German energy company EnBW has ordered one of Germany’s first hydrogen-ready gas turbine power plants at its generating site in Stuttgart-Münster.
Now, the site generates heat and electricity from three coal-fired boilers, three waste-fired boilers and three steam turbines.
The plan is to replace these units with hydrogen-ready equipment sourced from Siemens.
EnBW is also planning to convert coal-fired sites in Altbach/Deizisau and Heilbronn to hydrogen.
Altogether, this will cost €1.6bn and produce 1.5GW.
The sites will also pump hot water to heat 28,500 homes, 1,400 businesses and 380 public facilities in and around Stuttgart.
The converted sites will use more renewable energy, as well.

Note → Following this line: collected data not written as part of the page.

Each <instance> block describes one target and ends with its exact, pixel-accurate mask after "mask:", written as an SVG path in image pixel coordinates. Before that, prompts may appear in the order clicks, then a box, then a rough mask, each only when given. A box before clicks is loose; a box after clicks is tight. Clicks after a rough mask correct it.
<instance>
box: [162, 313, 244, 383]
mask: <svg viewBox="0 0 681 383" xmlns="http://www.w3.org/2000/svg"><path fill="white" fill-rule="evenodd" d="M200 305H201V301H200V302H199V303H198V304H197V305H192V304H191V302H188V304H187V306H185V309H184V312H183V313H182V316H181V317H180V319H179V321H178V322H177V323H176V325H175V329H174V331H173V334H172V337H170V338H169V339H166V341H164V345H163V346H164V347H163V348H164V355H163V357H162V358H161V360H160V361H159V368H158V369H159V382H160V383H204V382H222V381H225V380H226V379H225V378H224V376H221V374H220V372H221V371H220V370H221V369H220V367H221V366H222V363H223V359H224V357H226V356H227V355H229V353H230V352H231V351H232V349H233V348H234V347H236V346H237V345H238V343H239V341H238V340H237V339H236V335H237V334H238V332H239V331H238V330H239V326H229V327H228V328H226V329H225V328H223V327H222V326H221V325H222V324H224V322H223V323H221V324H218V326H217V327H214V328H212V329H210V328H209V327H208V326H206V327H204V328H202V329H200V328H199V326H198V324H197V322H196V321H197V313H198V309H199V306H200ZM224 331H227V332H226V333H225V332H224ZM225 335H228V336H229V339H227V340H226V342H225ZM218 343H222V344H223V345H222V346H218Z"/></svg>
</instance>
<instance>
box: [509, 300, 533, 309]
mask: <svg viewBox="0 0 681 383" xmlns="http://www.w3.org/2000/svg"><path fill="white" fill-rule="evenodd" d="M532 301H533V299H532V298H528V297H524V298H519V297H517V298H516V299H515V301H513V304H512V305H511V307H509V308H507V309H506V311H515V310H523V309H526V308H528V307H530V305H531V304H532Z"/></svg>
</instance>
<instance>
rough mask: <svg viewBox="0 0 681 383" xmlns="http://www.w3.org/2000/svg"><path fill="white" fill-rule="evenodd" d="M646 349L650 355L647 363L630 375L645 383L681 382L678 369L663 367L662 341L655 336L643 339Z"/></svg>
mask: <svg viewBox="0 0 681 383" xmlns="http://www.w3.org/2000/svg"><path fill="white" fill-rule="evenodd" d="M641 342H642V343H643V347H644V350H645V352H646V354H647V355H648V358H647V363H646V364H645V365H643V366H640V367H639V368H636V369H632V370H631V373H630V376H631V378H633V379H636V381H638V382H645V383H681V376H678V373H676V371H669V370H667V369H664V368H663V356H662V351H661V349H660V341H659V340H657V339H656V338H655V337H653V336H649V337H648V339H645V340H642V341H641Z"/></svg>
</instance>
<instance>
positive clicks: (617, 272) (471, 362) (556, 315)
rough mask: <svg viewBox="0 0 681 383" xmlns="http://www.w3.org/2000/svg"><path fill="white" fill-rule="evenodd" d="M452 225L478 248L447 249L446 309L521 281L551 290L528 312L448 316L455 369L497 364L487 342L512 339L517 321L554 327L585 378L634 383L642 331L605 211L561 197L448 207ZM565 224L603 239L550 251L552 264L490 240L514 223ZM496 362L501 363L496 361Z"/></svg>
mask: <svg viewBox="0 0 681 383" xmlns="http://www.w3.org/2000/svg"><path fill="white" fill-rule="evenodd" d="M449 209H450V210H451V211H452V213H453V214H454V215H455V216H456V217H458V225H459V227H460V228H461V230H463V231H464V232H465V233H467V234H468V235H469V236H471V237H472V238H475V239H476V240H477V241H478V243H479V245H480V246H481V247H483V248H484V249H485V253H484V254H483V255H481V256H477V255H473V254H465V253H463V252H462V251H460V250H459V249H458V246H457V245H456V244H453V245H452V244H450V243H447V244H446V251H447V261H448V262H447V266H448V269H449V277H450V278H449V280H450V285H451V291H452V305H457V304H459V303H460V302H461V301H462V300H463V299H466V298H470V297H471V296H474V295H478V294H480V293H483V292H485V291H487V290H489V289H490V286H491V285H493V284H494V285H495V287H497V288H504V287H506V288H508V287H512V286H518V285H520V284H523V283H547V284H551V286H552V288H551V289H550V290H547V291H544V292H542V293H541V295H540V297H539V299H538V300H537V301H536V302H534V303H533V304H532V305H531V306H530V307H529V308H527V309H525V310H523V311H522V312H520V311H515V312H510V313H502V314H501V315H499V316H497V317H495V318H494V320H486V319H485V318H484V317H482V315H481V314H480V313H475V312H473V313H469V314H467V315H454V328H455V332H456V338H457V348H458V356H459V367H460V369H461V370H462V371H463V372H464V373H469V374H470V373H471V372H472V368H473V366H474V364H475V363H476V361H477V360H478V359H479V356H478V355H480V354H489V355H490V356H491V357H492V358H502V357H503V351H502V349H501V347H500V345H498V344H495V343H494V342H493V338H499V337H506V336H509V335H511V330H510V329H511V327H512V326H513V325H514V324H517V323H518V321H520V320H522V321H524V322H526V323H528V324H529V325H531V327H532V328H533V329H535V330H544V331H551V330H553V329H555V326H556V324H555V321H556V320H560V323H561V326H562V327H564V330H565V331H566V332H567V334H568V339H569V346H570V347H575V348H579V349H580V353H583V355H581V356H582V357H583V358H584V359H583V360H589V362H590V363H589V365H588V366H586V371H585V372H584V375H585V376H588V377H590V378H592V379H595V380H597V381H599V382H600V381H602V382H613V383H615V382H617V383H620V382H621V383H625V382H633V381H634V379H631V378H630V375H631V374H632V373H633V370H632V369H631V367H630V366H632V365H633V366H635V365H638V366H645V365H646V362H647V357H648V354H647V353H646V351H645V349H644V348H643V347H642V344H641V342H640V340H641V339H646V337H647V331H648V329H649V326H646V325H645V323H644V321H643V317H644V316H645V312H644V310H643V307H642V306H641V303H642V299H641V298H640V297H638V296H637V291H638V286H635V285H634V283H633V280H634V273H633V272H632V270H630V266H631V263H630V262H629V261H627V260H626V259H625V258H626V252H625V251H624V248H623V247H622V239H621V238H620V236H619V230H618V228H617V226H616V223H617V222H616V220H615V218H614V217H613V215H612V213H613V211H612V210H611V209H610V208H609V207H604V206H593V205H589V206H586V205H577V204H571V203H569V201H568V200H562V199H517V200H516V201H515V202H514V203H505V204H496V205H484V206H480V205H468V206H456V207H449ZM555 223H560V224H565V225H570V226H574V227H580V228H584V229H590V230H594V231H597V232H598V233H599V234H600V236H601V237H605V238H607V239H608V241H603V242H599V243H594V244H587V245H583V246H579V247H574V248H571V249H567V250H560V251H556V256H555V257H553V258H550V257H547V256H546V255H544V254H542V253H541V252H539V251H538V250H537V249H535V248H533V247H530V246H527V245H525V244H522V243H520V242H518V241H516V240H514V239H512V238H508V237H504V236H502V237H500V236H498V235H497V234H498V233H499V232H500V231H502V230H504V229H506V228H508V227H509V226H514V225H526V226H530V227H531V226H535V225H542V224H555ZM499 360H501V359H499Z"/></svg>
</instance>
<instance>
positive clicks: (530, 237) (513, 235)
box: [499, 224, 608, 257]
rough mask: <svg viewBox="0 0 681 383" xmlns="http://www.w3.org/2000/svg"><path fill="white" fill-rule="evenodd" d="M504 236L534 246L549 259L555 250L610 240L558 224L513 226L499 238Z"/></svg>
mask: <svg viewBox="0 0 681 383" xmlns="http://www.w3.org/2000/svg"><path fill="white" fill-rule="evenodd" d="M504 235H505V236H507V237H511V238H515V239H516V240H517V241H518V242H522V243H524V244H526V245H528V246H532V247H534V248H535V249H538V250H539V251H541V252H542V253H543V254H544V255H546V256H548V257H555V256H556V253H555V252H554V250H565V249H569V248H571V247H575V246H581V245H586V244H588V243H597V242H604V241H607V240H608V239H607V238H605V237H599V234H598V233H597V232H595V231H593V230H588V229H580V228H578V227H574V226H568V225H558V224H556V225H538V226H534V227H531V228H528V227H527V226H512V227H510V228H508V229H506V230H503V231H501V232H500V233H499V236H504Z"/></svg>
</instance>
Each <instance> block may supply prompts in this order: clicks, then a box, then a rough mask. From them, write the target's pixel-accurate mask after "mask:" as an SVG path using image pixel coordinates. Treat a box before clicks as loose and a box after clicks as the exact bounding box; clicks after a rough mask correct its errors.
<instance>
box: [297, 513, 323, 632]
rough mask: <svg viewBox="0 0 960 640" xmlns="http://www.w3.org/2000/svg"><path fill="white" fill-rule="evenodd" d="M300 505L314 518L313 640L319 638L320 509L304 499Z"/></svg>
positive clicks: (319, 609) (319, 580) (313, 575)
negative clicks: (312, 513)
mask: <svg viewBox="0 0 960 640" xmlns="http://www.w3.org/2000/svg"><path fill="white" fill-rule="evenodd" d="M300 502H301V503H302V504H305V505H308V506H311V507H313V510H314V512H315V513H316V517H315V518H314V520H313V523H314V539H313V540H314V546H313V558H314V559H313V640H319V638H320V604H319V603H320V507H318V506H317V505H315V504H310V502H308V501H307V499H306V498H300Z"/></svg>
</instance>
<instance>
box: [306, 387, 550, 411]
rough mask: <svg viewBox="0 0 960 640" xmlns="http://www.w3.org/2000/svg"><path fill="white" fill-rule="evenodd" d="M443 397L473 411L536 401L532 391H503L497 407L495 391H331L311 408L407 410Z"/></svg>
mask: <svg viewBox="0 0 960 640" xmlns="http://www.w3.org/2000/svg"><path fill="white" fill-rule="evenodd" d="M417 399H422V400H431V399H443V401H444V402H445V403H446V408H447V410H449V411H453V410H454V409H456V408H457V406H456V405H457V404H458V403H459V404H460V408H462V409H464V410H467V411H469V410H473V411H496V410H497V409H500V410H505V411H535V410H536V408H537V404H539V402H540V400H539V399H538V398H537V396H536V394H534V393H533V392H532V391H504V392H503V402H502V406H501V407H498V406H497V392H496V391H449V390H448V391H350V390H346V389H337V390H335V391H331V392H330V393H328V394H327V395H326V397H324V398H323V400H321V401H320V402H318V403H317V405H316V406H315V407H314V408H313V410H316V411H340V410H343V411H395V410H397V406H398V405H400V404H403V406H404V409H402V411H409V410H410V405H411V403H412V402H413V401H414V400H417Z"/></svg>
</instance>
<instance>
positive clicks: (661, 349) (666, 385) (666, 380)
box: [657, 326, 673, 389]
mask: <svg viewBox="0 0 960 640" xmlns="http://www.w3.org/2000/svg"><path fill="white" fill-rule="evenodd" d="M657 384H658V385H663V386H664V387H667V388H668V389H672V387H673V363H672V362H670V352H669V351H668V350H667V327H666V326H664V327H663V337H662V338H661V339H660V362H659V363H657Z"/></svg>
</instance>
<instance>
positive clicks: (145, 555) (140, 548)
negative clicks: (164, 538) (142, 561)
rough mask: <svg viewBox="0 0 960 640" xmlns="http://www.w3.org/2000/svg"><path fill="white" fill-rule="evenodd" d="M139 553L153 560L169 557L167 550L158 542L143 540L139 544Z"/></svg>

EnBW said green generation already accounts for 59% of its installed capacity.
EnBW said the switch to hydrogen required three years of planning and approval processes and two years of construction to create a plant capable of supplying 124MW of electrical and 370MW of thermal energy.
EnBW chief executive Georg Stamatelopoulos said hydrogen offered a solution to the inherent unreliability of weather-dependent energy sources, but could not be funded entirely by the private sector.
“The power plants needed for the energy transition cannot be financed by the market alone,” he said.
“This is why the German government needs to create a framework of regulatory incentives for more investment as part of its programme for the first 100 days in power.”
EnBW’s chief operating officer Peter Heydecker said the project showed that the energy transition was under way.
“EnBW is currently building half of all gas-fired power plants now under construction in Germany,” he said.
“Solely by switching from coal to natural gas, we are making dispatchable generation significantly more climate-friendly with around 50% lower carbon emissions.
“From the mid-2030s, we expect to take the next step and, after a second fuel switch, operate the plant on up to 100% low-carbon hydrogen, provided that this is available in sufficient quantities.”